Over the last decade, several outbreaks have exposed major limitations in healthcare systems around the globe [1]. These outbreaks are characterized by the sudden emergence of an infectious and virulent respiratory pathogen that has the potential to spread rapidly around the world. Severe acute respiratory syndrome (SARS) in 2003, influenza A (H1N1) in 2009, and more recently the emergence of avian influenza A (H7N9) in China and novel coronavirus (e.g., Middle East respiratory syndrome coronavirus (MERS-CoV) have been the major threats to healthcare on a global scale [2]. The World Health Organization (WHO) recommended an increase in the surveillance of respiratory outbreaks and coined the severe acute respiratory infection (SARI) concept for surveillance purposes as well as to help the development of adequate sentinel programs [3]. The SARI definition encompassed a wide array of features including (1) recent onset of respiratory illness (within 10 days) (2) clinical signs and symptoms (fever, cough, and dyspnea), and (3) need for overnight hospitalization.

SARI concept

The imperative to plan for and respond to SARI in the future has been encouraging to provide guidance for public health professionals to both prepare for and respond to known and emerging respiratory pathogens. In this sense, the European Society of Intensive Care Medicine (ESICM) conducted a multicenter, multinational, observational study called The Intensive Care Global Study on Severe Acute Respiratory Infection (IC-GLOSSARI) in order to determine the incidence of SARI in intensive care units (ICU) around the globe. The main finding of this study was that among the patients admitted during the study periods, one out of ten had SARI. The present study has shown that the SARI concept needs to be tailored to account for both regional and seasonal variation.
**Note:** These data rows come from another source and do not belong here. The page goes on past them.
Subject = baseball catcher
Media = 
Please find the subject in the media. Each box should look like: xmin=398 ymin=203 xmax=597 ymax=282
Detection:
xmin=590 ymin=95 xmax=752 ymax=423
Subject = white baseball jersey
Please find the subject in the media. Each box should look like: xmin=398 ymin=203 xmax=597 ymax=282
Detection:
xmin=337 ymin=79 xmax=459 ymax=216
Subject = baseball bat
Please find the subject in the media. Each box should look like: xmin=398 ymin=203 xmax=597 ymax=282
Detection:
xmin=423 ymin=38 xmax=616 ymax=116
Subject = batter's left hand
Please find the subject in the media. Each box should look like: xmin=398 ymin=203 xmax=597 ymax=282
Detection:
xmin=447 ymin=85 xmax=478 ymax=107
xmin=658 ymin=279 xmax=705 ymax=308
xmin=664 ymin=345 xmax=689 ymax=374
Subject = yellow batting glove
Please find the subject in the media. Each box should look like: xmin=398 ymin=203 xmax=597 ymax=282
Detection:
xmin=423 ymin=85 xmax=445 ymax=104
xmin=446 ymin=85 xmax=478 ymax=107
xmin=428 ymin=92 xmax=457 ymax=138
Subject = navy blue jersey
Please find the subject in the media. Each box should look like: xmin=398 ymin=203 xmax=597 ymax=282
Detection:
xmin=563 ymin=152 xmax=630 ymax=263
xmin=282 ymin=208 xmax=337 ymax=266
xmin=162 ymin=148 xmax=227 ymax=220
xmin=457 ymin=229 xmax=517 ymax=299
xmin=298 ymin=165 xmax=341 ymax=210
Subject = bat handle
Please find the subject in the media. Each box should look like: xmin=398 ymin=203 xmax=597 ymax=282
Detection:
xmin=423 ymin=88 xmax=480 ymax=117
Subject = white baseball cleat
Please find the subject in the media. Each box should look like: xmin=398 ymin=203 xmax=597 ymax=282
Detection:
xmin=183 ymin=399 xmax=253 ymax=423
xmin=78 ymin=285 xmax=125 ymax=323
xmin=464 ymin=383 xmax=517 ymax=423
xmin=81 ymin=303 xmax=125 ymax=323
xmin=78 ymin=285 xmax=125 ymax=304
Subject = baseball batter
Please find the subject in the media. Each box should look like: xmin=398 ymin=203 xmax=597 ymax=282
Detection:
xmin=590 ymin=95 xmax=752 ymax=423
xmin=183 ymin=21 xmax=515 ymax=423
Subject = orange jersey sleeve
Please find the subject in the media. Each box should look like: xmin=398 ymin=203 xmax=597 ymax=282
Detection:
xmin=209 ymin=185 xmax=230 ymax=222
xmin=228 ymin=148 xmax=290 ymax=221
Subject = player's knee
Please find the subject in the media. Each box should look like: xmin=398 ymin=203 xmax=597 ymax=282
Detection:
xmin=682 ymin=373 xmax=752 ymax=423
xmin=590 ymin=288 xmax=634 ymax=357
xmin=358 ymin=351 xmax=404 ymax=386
Accordingly the concept of an influenza-like illness (ILI), rather than SARI, may be adopted to characterize seasonal influenza or any respiratory pathogen with the potential to cause outbreaks and epidemics. Incorporating this concept of ILI into future epidemiologic studies might shed light on the burden of such outbreaks. To better report the incidence of respiratory infections, the authors adapted the International Sepsis Forum (ISF) definitions for categorizing SARI as community, healthcare related and hospital acquired. However as the majority of study patients were admitted to European ICUs with community-acquired SARI this study predominantly reflects the burden of respiratory disease in Europe. This study uniquely reported SARI with a 7-day onset of illness in contrast to the accepted SARI definition of 10 days [3]. Furthermore the study was performed in late autumn and winter, which is the peak season for community-acquired pneumonia (CAP) with Streptococcus pneumoniae [4]. However other pathogens are more prevalent in warm seasons, when the incidence of Legionella pneumoniae is known to correlate with increased humidity and rainfall and may have been under-represented in this study [5]. With this seasonal factor in mind it is notable that the recent influenza A (H1N1) pandemic which occurred in the spring and summer 2009 would not have been captured by this study [6]. Interestingly the low rate of viral illness reported in this study (7.7–13.7 %) is not in keeping with the reported seasonality of viral respiratory illness while the rate of fungal infections, almost 1/3 of ICU patients, is highly unexpected [7]. Both these observations will require confirmation.

The 4S concept: seasonality, clinical setting, severity, and sentinel critical care for outbreaks

Although SARI events may appear as a reiteration of an established concept, SARI encompasses a wide spectrum of diseases including ILI, CAP, and COPD exacerbations, with or without tracheobronchitis, in patients with certain comorbidities such as diabetes, cancer, and obesity. However, SARI definitions need to include more specific and objective parameters for disease severity such as the presence of organ dysfunction and/or the need for invasive support with vasopressors and mechanical ventilation and to assist in the diagnostic workup to search for underlying treatable causes [8]. Grading the severity of SARI could help to identify patients’ deteriorations at an early and treatable stage to propose a paradigm for diagnostic investigations and to estimate the global need for intensive care with ventilator or cardiovascular support. The concepts of severity-graduated SARI and ILI will be epidemiologically helpful to determine trends of disease and the impact of disease at institutional and national levels. The impact of seasonality upon disease incidence is an important factor that will be subject to regional variation and which is not adequately addressed by the SARI concept. Lastly the occurrence of community-acquired respiratory co-infection (CARC) [9] during SARI outbreaks should be considered when studying SARI. Tools or strategies might help to identify the presence of CARC, such as a decision-tree analysis based on biomarkers, to correctly stratify patients’ etiology risk [10]. These aforementioned key points are summarized in Fig. 1.
Fig. 1

4S concept in outbreaks

4S concept in outbreaks SARI was initially developed to capture prolonged outbreaks of ILI in order to compare the severity of influenza by season and country, and address strengths and weaknesses of current surveillance strategies [11]. Therefore the present study with a 2-week inception cohort design might not achieve the goal of its design. Furthermore, the assessment of possible risk factors for an adverse outcome could be improved by performing the analysis by influenza type and subtype [12]. Continued evaluation and review of surveillance systems will improve our ability to understand the output of these systems and may allow for comparison of the surveillance data for SARI outbreaks in different regions [13]. The SARI concept based on its very wide definition might benefit from improved diagnostics and may also help formulate preventive strategies and empiric treatment guidelines in low-income settings with limited laboratory capacity and where routine testing of samples for pathogen identification is not currently feasible.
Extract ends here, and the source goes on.